Data Annotation and Biases: Despite progress, annotation bottlenecks remain, and domain shifts across corpus/hardware/protocol boundaries are only partially addressed by unsupervised or knowledge-guided losses (Ouahidi et al., 24 Oct 2025, Wang et al., 2024).

Recommended extensions include scaling foundation model pre-training to multicenter datasets with >1000 participants/hours (Liu et al., 19 Jun 2025, Ouahidi et al., 24 Oct 2025), structured channel and montage hierarchies, explicit explainability, and integration with other biosignals (fMRI, eye-tracking, physiological phenotyping).
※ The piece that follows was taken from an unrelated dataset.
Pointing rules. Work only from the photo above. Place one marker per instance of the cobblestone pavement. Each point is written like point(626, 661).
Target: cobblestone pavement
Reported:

7. Synthesis and Prospective Outlook

EEG pre-training, through its combination of masked autoencoding, contrastive, autoregressive, synthetic, knowledge-guided, and cross-modal learning paradigms, has become foundational for generalizable brain decoding. Flexible adaptation to variable-length, variable-channel, and multi-domain data—exemplified by models such as CRIA (Liu et al., 19 Jun 2025), REVE (Ouahidi et al., 24 Oct 2025), EEGPT (Yue et al., 2024), BioSerenity-E1 (Bettinardi et al., 13 Mar 2025), PARS (Sandino et al., 14 Nov 2025), and GEFM (Wang et al., 2024)—now enables robust transfer across pathologies, paradigms, and populations with improved sample efficiency, training speed, and downstream convergence. The field is converging toward large-scale, open-vocabulary, multi-modal, and clinical-grade EEG foundation models, while ongoing innovation is needed in interpretability, resource efficiency, and clinical deployment.

The rich interplay among temporal, spectral, spatial, and semantic representations, combined with continual scaling of pre-training corpora, establishes EEG pre-training as a critical enabler of next-generation neurotechnological and neuroscientific discovery.